High is a self-professed “futurist” who created a program in the late 90s that he claims makes predictions by scanning the internet’s articles, blogs, forums, and more. Though it was designed to predict things like stock market trends through studying linguistics, it evolved over time to analyze on a broader scale.

In 2009 the program predicted a sky battle between UFOs and military fighter jets, after which humans would share an existence with extraterrestrials. Additionally, the battle was due to take place 39 days after a “trigger event.”

That event, as it turns out, was predicted to be Joe Rogan interviewing Donald Trump, which indeed happened 39 days before “alien invasion” trended. So people watched the so-called trigger event unfold and waited to see if Independence Day or Arrival would happen on Dec. 3.

Admittedly, the program predicting Rogan would interview Trump before the latter had entered politics or Rogan became a force in podcasting is intriguing. Rogan was still known for Fear Factor, and Trump for The Apprentice. The program guessing their paths would cross with that amount of specificity in 2009 is impressive.

No aliens were spotted on Dec. 3, but NASA is searching for them

UFO sightings, doctored photos, and other claims of extraterrestrials on Earth are frequently debunked. But it’s not all bad news for the Fox Mulders of the world; NASA is actively looking out for signs of other civilizations.

There’s even a project which uses “the largest fully steerable radio telescope on Earth to search for evidence of civilizations in the galaxy.” Citizen scientists interested in astrophysics identify radio frequency interference to weed out noise and look for signals that could indicate intelligence in the stars.

Many scientists believe it’s unlikely we are alone in the universe, but that we can’t be certain either way. It’s thought that space-time constraints would probably prevent interaction with other life due to distance, time, and technological limitations, though, so NASA isn’t prone to backing the internet’s abduction theories.

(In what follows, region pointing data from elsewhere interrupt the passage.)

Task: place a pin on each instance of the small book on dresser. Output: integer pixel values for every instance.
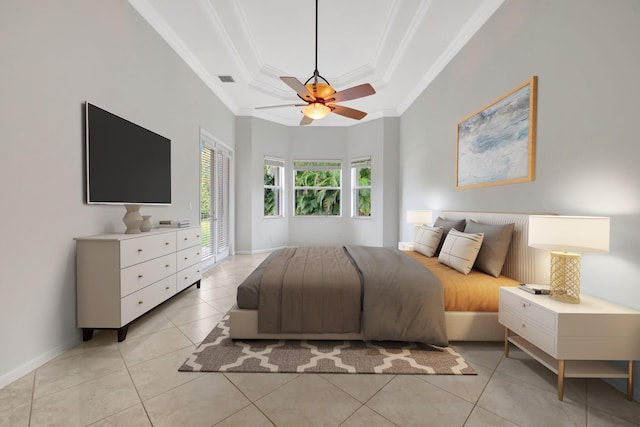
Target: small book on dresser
(535, 289)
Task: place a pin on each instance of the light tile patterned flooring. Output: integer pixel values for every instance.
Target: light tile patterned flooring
(136, 383)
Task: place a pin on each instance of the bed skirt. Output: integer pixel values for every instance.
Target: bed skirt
(461, 326)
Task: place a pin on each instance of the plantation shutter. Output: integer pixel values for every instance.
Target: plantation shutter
(206, 164)
(222, 198)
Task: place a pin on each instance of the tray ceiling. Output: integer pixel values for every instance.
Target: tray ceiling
(398, 46)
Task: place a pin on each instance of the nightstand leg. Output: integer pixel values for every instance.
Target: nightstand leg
(506, 342)
(630, 381)
(560, 379)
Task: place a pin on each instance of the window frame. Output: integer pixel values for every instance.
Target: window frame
(356, 164)
(277, 187)
(316, 165)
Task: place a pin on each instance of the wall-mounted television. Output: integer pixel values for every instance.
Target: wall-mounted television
(126, 163)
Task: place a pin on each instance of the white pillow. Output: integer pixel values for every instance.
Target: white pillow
(460, 250)
(427, 240)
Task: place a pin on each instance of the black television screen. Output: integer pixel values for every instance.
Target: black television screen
(126, 163)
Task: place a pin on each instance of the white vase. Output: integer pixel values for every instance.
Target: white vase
(146, 224)
(132, 219)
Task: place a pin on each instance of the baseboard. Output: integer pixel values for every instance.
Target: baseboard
(260, 251)
(31, 365)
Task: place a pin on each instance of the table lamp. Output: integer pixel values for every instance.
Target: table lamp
(565, 236)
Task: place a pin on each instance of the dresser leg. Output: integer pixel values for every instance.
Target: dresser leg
(560, 379)
(506, 342)
(122, 333)
(630, 381)
(87, 334)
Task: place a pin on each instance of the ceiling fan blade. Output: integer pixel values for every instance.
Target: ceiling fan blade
(348, 112)
(305, 121)
(300, 89)
(280, 106)
(354, 92)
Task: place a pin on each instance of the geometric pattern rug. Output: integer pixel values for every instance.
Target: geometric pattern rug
(219, 353)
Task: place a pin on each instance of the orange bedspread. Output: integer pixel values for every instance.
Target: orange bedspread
(474, 292)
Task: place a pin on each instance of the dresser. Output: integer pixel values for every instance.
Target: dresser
(572, 340)
(119, 277)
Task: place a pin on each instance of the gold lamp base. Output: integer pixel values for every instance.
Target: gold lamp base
(565, 277)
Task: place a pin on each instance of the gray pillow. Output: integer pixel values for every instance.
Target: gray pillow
(448, 224)
(497, 238)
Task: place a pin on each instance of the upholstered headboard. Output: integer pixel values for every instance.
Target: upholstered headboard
(523, 263)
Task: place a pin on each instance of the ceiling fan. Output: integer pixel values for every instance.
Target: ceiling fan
(320, 96)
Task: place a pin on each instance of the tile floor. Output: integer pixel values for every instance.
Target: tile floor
(136, 383)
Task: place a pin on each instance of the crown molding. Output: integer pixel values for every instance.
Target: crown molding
(475, 22)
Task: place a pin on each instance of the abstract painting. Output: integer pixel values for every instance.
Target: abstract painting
(496, 145)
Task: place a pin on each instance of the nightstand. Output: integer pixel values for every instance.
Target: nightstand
(572, 340)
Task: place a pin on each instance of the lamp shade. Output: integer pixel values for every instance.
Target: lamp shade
(419, 217)
(569, 233)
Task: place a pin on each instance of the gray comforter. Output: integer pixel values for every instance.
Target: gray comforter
(401, 300)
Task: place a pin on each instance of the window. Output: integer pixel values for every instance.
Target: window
(273, 187)
(215, 179)
(361, 187)
(317, 187)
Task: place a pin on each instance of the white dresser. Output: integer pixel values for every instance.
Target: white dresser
(122, 276)
(572, 340)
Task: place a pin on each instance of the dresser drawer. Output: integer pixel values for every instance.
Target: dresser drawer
(188, 276)
(141, 275)
(189, 237)
(525, 310)
(529, 331)
(138, 303)
(188, 257)
(134, 251)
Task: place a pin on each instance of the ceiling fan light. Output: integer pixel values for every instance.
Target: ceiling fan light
(316, 111)
(322, 90)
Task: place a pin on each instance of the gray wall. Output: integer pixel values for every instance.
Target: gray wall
(56, 56)
(587, 57)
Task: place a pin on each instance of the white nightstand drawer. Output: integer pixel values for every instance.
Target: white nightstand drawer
(141, 275)
(527, 311)
(138, 303)
(189, 237)
(144, 248)
(189, 256)
(529, 331)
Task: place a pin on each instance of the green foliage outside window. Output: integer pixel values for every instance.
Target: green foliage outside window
(363, 178)
(270, 193)
(317, 192)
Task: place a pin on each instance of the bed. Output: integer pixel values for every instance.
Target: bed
(522, 264)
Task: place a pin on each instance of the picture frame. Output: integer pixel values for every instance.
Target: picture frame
(496, 145)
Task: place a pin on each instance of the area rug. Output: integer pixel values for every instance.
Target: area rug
(219, 353)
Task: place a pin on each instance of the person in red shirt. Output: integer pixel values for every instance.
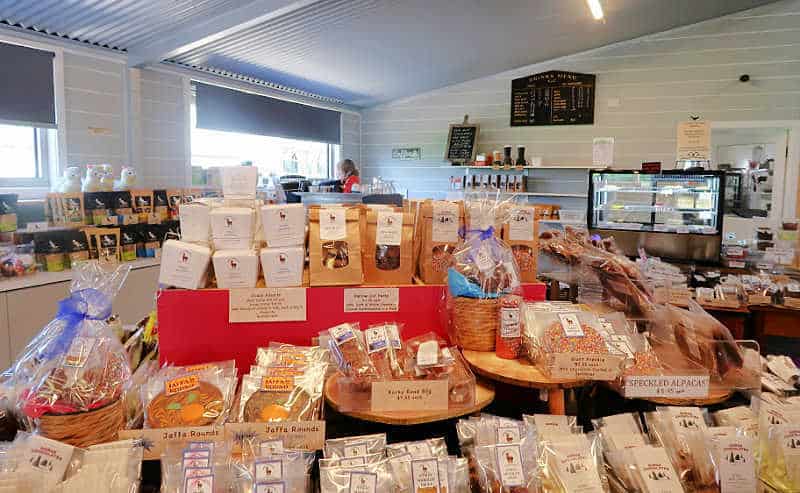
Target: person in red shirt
(349, 174)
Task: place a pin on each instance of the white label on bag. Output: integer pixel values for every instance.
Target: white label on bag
(353, 461)
(484, 260)
(363, 482)
(48, 458)
(419, 450)
(508, 435)
(656, 470)
(445, 222)
(571, 325)
(332, 224)
(271, 487)
(394, 336)
(425, 475)
(376, 339)
(509, 322)
(389, 229)
(342, 333)
(355, 450)
(687, 420)
(199, 484)
(271, 447)
(578, 470)
(268, 470)
(737, 465)
(509, 461)
(428, 353)
(79, 351)
(520, 227)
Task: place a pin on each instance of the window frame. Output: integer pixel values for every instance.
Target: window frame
(42, 158)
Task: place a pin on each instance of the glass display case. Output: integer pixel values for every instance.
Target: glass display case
(644, 208)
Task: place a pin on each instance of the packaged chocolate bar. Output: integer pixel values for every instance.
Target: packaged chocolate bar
(388, 244)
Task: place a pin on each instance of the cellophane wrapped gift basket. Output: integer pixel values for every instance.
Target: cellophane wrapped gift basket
(71, 377)
(483, 270)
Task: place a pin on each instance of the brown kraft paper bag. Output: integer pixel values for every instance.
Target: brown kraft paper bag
(441, 221)
(388, 244)
(335, 246)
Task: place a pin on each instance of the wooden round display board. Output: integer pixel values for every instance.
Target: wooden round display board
(521, 373)
(484, 395)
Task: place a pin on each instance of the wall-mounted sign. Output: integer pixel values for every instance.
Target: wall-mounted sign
(694, 141)
(407, 153)
(461, 143)
(553, 98)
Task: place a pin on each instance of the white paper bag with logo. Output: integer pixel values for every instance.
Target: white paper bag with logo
(283, 266)
(232, 228)
(195, 222)
(184, 265)
(236, 268)
(283, 225)
(239, 182)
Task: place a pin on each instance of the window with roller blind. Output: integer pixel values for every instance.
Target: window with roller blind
(27, 116)
(280, 138)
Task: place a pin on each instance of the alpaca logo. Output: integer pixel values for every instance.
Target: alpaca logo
(736, 458)
(659, 476)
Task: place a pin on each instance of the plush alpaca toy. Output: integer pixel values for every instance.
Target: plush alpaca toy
(127, 179)
(71, 181)
(91, 183)
(107, 178)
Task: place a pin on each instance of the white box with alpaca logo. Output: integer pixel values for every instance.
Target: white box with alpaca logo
(236, 268)
(184, 265)
(232, 228)
(283, 225)
(283, 267)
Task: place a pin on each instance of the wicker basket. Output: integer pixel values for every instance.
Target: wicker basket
(83, 429)
(475, 322)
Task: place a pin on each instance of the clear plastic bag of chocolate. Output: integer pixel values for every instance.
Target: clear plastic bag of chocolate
(283, 394)
(573, 463)
(682, 431)
(367, 478)
(76, 365)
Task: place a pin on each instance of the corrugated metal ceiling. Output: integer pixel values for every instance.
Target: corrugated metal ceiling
(364, 51)
(116, 24)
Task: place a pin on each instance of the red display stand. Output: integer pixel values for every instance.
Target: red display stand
(193, 326)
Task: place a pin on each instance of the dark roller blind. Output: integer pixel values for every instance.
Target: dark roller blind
(228, 110)
(26, 86)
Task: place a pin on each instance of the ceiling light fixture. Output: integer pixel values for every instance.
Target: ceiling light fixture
(596, 8)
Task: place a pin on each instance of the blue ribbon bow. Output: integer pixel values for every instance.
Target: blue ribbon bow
(85, 304)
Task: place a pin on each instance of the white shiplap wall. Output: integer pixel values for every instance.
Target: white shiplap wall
(644, 87)
(94, 111)
(351, 136)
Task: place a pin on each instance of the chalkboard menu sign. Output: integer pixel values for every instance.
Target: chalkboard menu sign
(552, 98)
(461, 143)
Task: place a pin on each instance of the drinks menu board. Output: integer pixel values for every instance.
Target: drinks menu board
(461, 142)
(553, 98)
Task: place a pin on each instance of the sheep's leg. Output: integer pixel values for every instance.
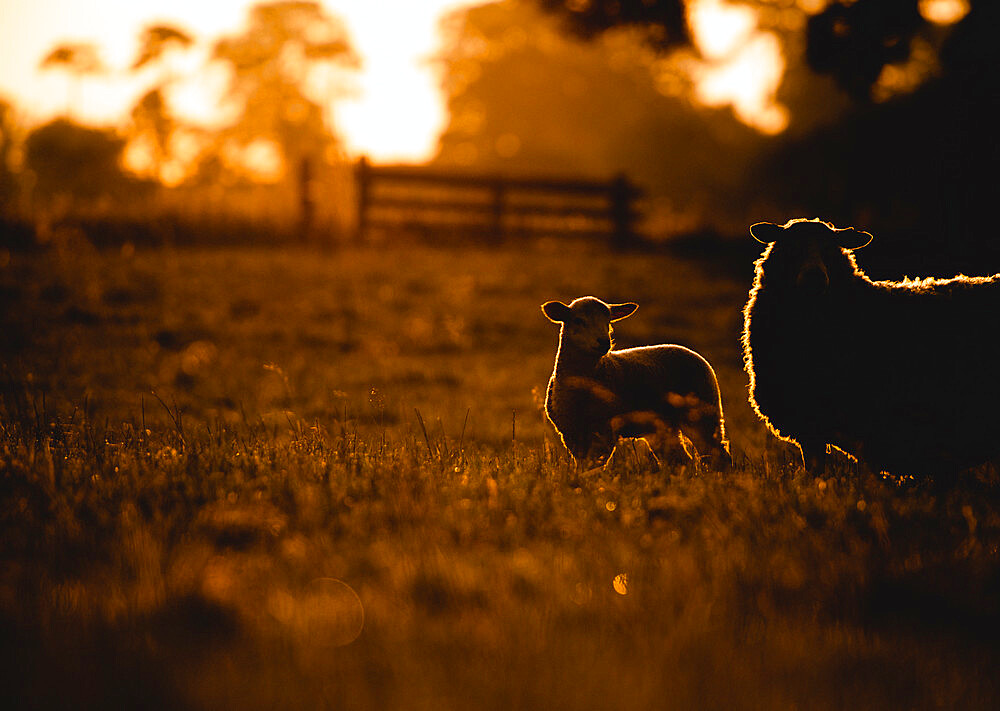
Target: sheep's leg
(669, 447)
(707, 437)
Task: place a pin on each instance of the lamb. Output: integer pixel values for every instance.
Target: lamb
(661, 393)
(902, 375)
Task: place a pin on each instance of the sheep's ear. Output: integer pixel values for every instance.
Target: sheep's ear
(766, 232)
(620, 311)
(555, 311)
(850, 238)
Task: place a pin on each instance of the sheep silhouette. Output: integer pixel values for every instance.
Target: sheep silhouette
(666, 394)
(901, 374)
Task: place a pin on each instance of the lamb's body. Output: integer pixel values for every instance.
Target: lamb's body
(902, 374)
(597, 395)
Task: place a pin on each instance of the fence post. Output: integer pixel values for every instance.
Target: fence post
(362, 181)
(496, 232)
(307, 209)
(621, 195)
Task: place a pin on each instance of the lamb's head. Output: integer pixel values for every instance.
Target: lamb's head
(807, 256)
(586, 322)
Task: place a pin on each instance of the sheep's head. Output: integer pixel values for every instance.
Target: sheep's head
(808, 255)
(586, 322)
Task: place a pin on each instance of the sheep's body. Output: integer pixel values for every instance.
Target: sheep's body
(596, 395)
(901, 374)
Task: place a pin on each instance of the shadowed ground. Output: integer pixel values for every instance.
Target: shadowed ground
(277, 526)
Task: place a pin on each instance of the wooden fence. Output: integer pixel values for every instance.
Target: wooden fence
(435, 201)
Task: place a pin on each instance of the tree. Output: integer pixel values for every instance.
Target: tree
(10, 134)
(525, 97)
(71, 162)
(664, 21)
(152, 123)
(272, 62)
(156, 40)
(77, 59)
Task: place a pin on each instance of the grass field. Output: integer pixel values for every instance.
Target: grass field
(252, 478)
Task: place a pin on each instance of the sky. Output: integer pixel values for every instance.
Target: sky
(395, 109)
(394, 38)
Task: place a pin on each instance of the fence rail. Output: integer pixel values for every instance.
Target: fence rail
(493, 205)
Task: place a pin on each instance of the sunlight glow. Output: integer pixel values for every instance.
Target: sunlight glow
(944, 12)
(394, 111)
(743, 66)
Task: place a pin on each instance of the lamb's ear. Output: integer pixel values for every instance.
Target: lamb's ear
(850, 238)
(766, 232)
(555, 311)
(620, 311)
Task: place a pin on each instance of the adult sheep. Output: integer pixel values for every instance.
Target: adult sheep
(659, 393)
(903, 375)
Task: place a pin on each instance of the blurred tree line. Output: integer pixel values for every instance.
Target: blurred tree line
(884, 118)
(891, 109)
(267, 164)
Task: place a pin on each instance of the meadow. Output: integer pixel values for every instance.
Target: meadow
(251, 477)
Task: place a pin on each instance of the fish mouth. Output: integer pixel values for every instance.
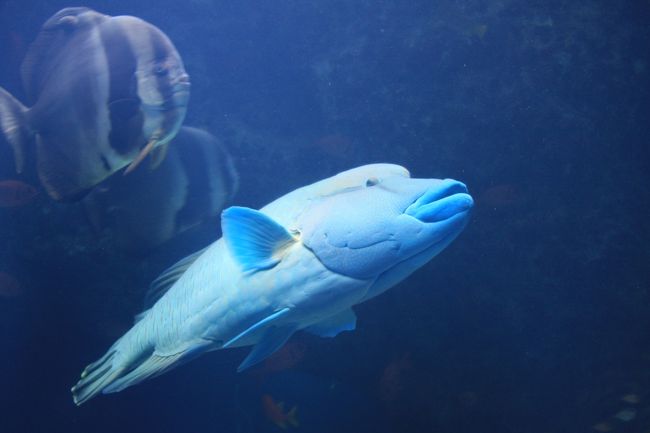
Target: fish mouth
(179, 98)
(442, 202)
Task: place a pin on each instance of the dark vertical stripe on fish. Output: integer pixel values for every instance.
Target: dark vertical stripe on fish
(197, 201)
(126, 118)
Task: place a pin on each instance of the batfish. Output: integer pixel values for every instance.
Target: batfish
(106, 91)
(149, 207)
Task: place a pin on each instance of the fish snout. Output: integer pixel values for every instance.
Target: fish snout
(182, 82)
(441, 202)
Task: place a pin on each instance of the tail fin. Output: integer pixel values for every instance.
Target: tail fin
(96, 377)
(13, 124)
(109, 374)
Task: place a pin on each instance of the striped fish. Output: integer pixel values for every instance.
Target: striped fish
(106, 92)
(150, 207)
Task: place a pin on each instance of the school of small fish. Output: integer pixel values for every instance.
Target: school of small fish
(107, 92)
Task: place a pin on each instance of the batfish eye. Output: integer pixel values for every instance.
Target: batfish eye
(160, 70)
(372, 181)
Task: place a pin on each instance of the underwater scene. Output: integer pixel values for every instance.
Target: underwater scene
(325, 216)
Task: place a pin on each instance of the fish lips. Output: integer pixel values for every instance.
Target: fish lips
(441, 203)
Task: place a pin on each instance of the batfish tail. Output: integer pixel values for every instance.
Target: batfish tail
(13, 123)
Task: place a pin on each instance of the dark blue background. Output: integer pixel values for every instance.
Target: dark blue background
(535, 320)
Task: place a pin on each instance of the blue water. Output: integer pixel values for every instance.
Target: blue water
(536, 319)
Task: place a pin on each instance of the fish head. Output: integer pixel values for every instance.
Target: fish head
(162, 84)
(386, 228)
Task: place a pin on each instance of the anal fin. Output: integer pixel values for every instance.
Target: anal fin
(273, 339)
(346, 320)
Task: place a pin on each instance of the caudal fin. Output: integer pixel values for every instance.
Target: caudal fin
(13, 124)
(96, 377)
(112, 374)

The Drake equation, published in a 2016 paper, “makes it possible to assign a new empirically valid probability to whether any other advanced technological civilizations have ever existed,” explained NASA. Adam Frank, professor of physics and astronomy at the University of Rochester and co-author of the paper added, “Of course, we have no idea how likely it is that an intelligent technological species will evolve on a given habitable planet.

But using our method we can tell exactly how low that probability would have to be for us to be the ONLY civilization the Universe has produced,” he said. “We call that the pessimism line. If the actual probability is greater than the pessimism line, then a technological species and civilization has likely happened before.”

Co-author Woodruff Sullivan of the astronomy department and astrobiology program at the University of Washington raised a point many find easier to swallow than the idea of aliens visiting Earth for funsies: perhaps other civilizations existed in the past or will exist in our relative distant future. “Rather than asking how many civilizations may exist now, we ask ‘Are we the only technological species that has ever arisen?” Sullivan said.